Foto : Jamintel Kejagung Prof.Dr.Reda Manthovani
SUBANG – Kejaksaan Agung (Kejagung) RI meluncurkan aplikasi “Jaga Dapur MBG” untuk mengawal pelaksanaan Program Makan Bergizi Gratis (MBG). Melalui inovasi digital ini, orang tua murid, guru, hingga siswa di Kabupaten Subang, dapat melaporkan langsung jika menemukan kualitas makanan yang tidak sesuai standar gizi atau anggaran.
Jaksa Agung Muda Bidang Intelijen (Jamintel) Kejagung, Reda Manthovani, menyatakan bahwa tantangan terbesar saat ini adalah memastikan program MBG sampai ke tangan penerima manfaat tanpa kendala logistik maupun administratif.
“Ada link diberikan kepada penerima manfaat. Penerima manfaat itu guru-murid. Di link itu mereka mengisi video atau foto dari produk tersebut,” ujar Reda saat pengukuhan pengurus ABPEDNAS Subang di Smarthill Camp, Subang, Rabu, 13 Mei 2026.
Melalui aplikasi yang terintegrasi dengan program Jaga Garda Desa (Jaga Desa) ini, pelapor cukup mengunggah bukti foto atau video sebagai acuan untuk memastikan kesesuaian makanan dengan standar kualitas serta anggaran per sajian.
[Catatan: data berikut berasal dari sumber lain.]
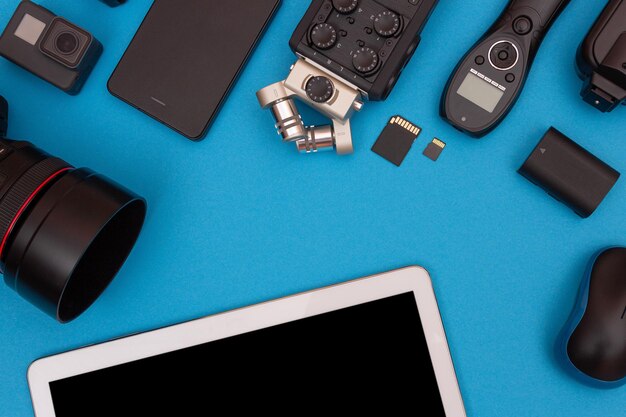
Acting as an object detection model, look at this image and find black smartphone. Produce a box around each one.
[108,0,280,140]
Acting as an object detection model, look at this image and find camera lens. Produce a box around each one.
[54,32,78,55]
[0,139,146,323]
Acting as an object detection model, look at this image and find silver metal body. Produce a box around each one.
[257,58,365,155]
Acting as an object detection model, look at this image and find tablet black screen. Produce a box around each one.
[50,293,445,417]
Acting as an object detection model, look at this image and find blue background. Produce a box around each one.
[0,0,626,417]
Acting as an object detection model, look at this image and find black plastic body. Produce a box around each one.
[440,0,569,137]
[0,1,102,95]
[576,0,626,112]
[566,247,626,383]
[100,0,126,7]
[519,128,620,218]
[0,96,9,139]
[289,0,437,101]
[108,0,280,140]
[0,97,146,323]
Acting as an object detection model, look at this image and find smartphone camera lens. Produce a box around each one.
[54,32,78,55]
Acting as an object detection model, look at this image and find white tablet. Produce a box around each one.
[28,267,466,417]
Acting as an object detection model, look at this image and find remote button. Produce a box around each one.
[306,77,335,103]
[513,16,533,35]
[311,23,337,49]
[489,41,518,71]
[333,0,359,14]
[0,143,12,161]
[374,10,400,38]
[352,47,378,73]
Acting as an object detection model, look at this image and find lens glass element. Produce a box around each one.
[54,32,78,55]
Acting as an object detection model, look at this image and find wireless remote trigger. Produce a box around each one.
[440,0,570,137]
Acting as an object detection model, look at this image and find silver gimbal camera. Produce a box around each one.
[257,58,364,155]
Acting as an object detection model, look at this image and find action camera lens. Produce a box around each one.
[55,32,78,55]
[0,135,146,323]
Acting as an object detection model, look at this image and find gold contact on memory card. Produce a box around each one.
[389,116,422,136]
[372,116,422,166]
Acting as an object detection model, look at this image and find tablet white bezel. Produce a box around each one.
[28,266,466,417]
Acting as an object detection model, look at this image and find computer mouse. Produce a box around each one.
[557,247,626,388]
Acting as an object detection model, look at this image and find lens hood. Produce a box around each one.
[3,168,147,323]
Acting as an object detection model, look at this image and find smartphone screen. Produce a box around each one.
[108,0,280,140]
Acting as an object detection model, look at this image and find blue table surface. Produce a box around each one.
[0,0,626,417]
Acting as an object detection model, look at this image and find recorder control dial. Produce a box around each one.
[311,23,337,49]
[352,47,378,73]
[374,10,400,38]
[306,76,335,103]
[333,0,359,14]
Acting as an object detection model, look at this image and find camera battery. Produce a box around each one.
[518,127,620,218]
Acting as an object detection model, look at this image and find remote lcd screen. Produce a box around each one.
[50,292,445,417]
[457,72,504,113]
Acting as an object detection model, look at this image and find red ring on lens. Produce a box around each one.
[0,167,73,262]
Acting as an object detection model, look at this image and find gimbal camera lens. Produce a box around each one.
[0,97,146,323]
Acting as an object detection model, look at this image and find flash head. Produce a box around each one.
[576,0,626,112]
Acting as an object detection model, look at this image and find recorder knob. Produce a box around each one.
[306,76,335,103]
[311,23,337,49]
[374,10,400,38]
[333,0,359,14]
[352,47,378,73]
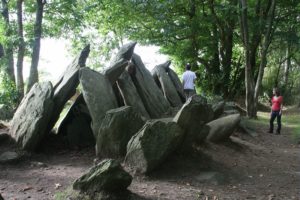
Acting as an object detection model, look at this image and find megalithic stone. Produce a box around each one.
[207,114,241,142]
[57,94,95,147]
[79,67,118,136]
[131,54,170,118]
[9,82,53,150]
[48,45,90,132]
[152,61,182,107]
[117,71,150,119]
[103,42,136,84]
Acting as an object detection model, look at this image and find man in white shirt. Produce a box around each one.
[182,63,197,100]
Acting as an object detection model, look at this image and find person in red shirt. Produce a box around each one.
[269,88,283,134]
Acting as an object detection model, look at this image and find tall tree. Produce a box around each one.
[240,0,275,118]
[1,0,15,82]
[0,43,4,58]
[16,0,25,99]
[27,0,46,92]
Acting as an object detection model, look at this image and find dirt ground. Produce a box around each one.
[0,111,300,200]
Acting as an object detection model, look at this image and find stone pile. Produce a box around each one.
[9,42,240,197]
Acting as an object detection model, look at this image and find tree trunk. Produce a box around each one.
[254,0,275,107]
[0,43,4,58]
[283,41,291,89]
[27,0,46,92]
[17,0,25,99]
[1,0,15,83]
[240,0,256,118]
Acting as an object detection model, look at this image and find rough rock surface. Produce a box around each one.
[117,71,150,119]
[125,119,183,173]
[48,45,90,131]
[73,159,132,194]
[57,94,95,147]
[152,61,182,107]
[79,67,118,135]
[103,42,136,84]
[0,151,21,164]
[96,106,145,158]
[132,54,170,118]
[9,82,53,150]
[173,95,213,149]
[207,114,241,142]
[212,101,225,119]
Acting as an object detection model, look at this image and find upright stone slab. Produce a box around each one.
[168,68,185,102]
[132,54,170,118]
[79,67,118,134]
[207,114,241,142]
[152,61,182,107]
[125,119,183,173]
[103,42,136,84]
[96,106,145,158]
[73,159,132,194]
[9,82,53,150]
[117,71,150,119]
[57,94,95,147]
[48,45,90,131]
[173,95,213,149]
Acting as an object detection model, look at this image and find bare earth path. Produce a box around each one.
[0,110,300,200]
Jamintel menegaskan bahwa kerahasiaan identitas pelapor dijamin sepenuhnya. Setelah laporan masuk, tim Intelijen di daerah akan langsung turun ke lapangan untuk melakukan tindak lanjut.
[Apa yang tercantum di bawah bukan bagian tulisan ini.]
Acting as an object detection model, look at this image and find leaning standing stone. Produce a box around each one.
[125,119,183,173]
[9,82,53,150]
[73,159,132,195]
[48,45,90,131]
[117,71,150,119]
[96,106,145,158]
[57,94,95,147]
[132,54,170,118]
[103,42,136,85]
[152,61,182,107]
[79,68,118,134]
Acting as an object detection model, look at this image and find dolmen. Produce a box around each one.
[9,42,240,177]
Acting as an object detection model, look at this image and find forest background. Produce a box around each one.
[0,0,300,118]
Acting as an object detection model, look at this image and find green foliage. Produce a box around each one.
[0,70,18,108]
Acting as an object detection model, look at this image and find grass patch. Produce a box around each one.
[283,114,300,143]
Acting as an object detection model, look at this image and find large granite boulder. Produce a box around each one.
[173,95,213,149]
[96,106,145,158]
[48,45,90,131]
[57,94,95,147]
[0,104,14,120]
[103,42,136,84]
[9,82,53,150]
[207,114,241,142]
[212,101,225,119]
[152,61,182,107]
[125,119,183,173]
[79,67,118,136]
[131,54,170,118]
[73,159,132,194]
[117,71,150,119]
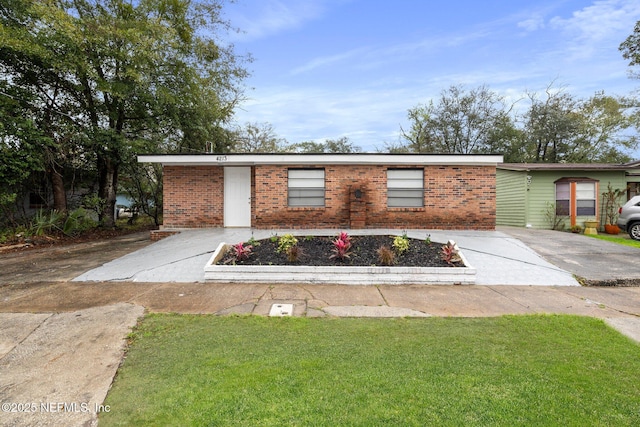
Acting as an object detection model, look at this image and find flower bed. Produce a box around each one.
[205,233,476,284]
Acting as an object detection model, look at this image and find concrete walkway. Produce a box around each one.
[74,228,579,286]
[0,228,640,426]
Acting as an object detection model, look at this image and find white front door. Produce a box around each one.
[224,167,251,227]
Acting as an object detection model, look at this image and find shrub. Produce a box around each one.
[276,234,298,254]
[229,242,253,262]
[286,245,304,262]
[329,231,351,260]
[376,245,396,265]
[440,242,462,265]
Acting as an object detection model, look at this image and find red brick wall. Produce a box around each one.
[253,166,496,230]
[164,165,496,230]
[163,166,224,228]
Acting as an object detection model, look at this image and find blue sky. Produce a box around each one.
[224,0,640,151]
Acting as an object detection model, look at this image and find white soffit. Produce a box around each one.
[138,154,503,166]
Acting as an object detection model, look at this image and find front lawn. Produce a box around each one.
[100,314,640,426]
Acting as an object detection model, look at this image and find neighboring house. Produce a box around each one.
[496,162,640,228]
[138,153,502,230]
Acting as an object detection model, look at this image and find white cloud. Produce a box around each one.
[549,0,640,43]
[291,48,368,75]
[227,0,326,41]
[517,15,545,32]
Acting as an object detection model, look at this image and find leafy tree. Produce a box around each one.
[392,86,514,154]
[0,0,246,225]
[291,136,362,153]
[619,21,640,77]
[0,86,46,226]
[232,123,290,153]
[523,86,637,163]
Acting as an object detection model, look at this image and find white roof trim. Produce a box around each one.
[138,154,503,166]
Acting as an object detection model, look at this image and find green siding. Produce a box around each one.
[512,170,627,229]
[496,169,527,227]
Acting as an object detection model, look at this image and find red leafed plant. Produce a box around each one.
[231,242,253,261]
[440,242,461,265]
[329,231,351,260]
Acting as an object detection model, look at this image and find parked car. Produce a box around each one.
[618,196,640,240]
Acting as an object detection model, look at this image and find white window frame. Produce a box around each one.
[287,168,325,208]
[387,169,424,208]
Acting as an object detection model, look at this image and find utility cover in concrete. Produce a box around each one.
[269,304,293,317]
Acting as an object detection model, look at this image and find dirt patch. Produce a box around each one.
[0,226,155,255]
[0,231,152,286]
[221,235,463,267]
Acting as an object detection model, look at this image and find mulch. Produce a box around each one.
[221,235,462,267]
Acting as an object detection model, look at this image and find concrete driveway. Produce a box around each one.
[74,228,579,286]
[498,227,640,286]
[0,228,640,426]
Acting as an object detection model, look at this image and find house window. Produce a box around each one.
[387,169,424,208]
[287,169,324,207]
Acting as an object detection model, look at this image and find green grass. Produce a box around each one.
[100,315,640,426]
[585,234,640,248]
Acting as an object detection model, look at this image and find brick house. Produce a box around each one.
[138,154,502,230]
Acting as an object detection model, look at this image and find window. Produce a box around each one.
[556,182,571,216]
[555,178,598,221]
[387,169,424,208]
[576,182,596,216]
[287,169,324,207]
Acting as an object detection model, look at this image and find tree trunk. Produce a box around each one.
[98,153,118,227]
[49,167,67,212]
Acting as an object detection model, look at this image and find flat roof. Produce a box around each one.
[138,153,503,166]
[498,163,630,171]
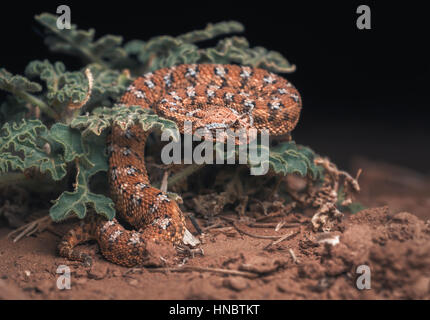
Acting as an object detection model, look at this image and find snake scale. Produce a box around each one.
[58,64,302,267]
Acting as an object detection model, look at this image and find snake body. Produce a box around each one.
[58,64,301,267]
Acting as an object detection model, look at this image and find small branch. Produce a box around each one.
[247,222,302,229]
[7,215,52,242]
[264,230,300,250]
[146,266,259,279]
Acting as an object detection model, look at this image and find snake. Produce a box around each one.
[58,64,302,267]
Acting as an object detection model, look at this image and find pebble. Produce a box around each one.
[223,277,249,292]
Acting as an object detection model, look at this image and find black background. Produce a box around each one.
[0,0,430,173]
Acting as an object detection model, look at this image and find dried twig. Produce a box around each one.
[145,266,260,279]
[247,221,302,231]
[7,215,52,242]
[264,230,300,250]
[288,249,300,264]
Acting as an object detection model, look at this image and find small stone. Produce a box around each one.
[128,279,139,287]
[412,277,430,298]
[88,265,107,280]
[223,277,249,292]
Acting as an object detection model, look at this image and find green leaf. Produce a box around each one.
[176,21,245,43]
[0,68,42,93]
[49,131,115,221]
[71,105,179,140]
[25,60,88,105]
[200,37,295,73]
[50,123,85,162]
[0,95,28,127]
[35,13,127,67]
[269,141,323,180]
[87,64,131,106]
[0,119,66,180]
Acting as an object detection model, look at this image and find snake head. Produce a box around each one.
[195,106,250,140]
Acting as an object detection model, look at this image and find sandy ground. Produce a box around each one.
[0,159,430,299]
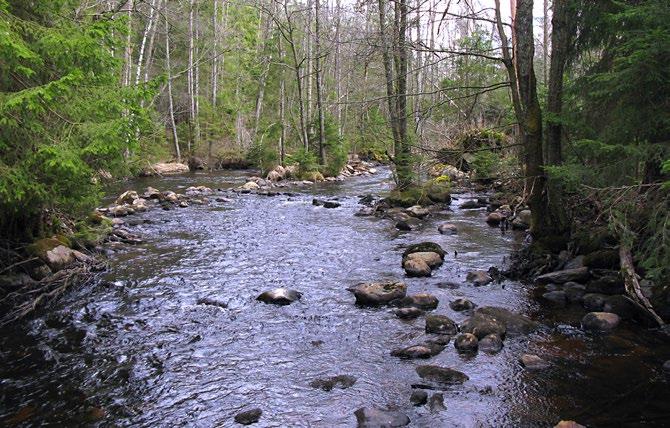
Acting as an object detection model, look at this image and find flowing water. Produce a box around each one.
[0,170,670,427]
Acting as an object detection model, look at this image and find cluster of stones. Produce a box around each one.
[535,259,632,332]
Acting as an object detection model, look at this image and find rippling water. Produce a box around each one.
[0,171,670,427]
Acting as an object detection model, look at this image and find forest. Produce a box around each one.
[0,0,670,428]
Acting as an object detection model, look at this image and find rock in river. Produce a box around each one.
[409,389,428,406]
[535,267,589,284]
[404,251,442,269]
[449,299,475,312]
[416,365,470,385]
[465,270,493,287]
[437,223,458,235]
[582,312,620,331]
[461,311,507,339]
[256,288,302,305]
[479,334,503,354]
[393,307,425,320]
[348,282,407,306]
[454,333,479,352]
[402,242,446,260]
[426,315,458,335]
[391,345,433,359]
[235,408,263,425]
[477,306,540,337]
[309,375,356,392]
[519,354,551,370]
[398,293,440,311]
[402,258,433,277]
[354,407,410,428]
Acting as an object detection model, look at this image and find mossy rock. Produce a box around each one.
[26,237,68,259]
[584,250,619,270]
[402,242,447,260]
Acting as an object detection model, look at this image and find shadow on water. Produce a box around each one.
[0,171,670,427]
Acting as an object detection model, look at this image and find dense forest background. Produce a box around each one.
[0,0,670,292]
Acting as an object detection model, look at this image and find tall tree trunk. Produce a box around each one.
[277,31,286,166]
[314,0,326,165]
[165,13,181,162]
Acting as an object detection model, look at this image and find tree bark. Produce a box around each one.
[165,10,181,162]
[314,0,326,165]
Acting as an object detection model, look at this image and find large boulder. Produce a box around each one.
[535,267,590,284]
[426,314,458,336]
[348,282,407,306]
[354,407,410,428]
[582,312,620,332]
[416,365,470,385]
[477,306,540,337]
[402,258,433,277]
[461,311,507,339]
[402,242,447,259]
[256,287,302,306]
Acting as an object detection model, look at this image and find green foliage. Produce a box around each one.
[288,148,319,177]
[0,0,156,237]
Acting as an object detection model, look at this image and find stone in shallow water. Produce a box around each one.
[348,282,407,306]
[519,354,551,370]
[454,333,479,352]
[398,293,440,311]
[416,365,470,385]
[409,389,428,406]
[437,223,458,235]
[391,345,433,359]
[582,312,620,331]
[354,407,410,428]
[402,259,432,277]
[479,334,503,354]
[235,408,263,425]
[449,299,475,312]
[309,375,356,391]
[428,392,447,413]
[393,307,425,320]
[426,315,458,335]
[256,288,302,305]
[465,270,493,287]
[461,312,507,339]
Inovasi digital ini mendapat respons positif dari warga Subang,Yati, salah satu penerima manfaat MBG menilai keberadaan aplikasi ini akan mendorong Satuan Pelayanan Program Gizi (SPPG) atau dapur penyedia untuk lebih cermat dan disiplin dalam menyajikan makanan.
“Ini sangat bagus dan harus diapresiasi. Jadi jika tidak sesuai standar gizi dan kualitas, tinggal laporkan saja,” kata Yati, Senin 18 Mei 2026.
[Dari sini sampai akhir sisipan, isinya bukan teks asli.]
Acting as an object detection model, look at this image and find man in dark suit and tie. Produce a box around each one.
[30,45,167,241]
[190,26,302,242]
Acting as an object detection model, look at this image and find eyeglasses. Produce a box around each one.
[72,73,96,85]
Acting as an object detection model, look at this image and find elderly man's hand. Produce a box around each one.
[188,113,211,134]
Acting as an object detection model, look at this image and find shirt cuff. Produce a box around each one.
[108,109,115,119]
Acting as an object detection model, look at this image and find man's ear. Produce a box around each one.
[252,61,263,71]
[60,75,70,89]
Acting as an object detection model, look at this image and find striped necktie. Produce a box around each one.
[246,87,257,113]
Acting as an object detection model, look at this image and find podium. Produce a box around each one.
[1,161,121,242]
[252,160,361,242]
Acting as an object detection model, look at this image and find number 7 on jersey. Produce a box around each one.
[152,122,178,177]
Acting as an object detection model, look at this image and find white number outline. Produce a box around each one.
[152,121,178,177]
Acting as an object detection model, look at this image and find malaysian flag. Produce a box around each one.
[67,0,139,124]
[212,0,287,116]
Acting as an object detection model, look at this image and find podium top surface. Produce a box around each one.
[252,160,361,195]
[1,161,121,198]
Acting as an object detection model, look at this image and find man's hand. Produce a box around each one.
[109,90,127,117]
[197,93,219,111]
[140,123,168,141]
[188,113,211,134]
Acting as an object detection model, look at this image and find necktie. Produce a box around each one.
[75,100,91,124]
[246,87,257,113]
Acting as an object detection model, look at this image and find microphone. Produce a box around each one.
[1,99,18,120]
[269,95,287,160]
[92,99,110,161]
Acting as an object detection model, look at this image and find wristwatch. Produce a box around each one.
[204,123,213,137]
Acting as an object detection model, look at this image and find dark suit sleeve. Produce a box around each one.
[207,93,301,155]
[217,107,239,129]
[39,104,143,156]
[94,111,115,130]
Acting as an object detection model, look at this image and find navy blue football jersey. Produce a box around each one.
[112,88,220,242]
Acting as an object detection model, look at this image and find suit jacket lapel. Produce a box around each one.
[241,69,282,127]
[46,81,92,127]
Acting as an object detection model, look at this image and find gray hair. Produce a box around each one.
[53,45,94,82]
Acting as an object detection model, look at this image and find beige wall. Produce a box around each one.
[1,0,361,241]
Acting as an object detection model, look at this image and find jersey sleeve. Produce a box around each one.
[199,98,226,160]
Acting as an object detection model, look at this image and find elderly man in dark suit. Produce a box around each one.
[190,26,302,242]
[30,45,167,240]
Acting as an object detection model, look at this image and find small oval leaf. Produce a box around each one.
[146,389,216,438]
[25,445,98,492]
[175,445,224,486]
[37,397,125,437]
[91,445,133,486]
Lebih lanjut, Yati menambahkan bahwa sistem pelaporan ini menjadi solusi efektif agar masyarakat tidak perlu lagi mengeluhkan atau memviralkan temuan makanan tidak layak di media sosial. Cukup dengan melaporkannya melalui aplikasi Jaga Dapur MBG, permasalahan dapat langsung ditangani oleh pihak berwenang.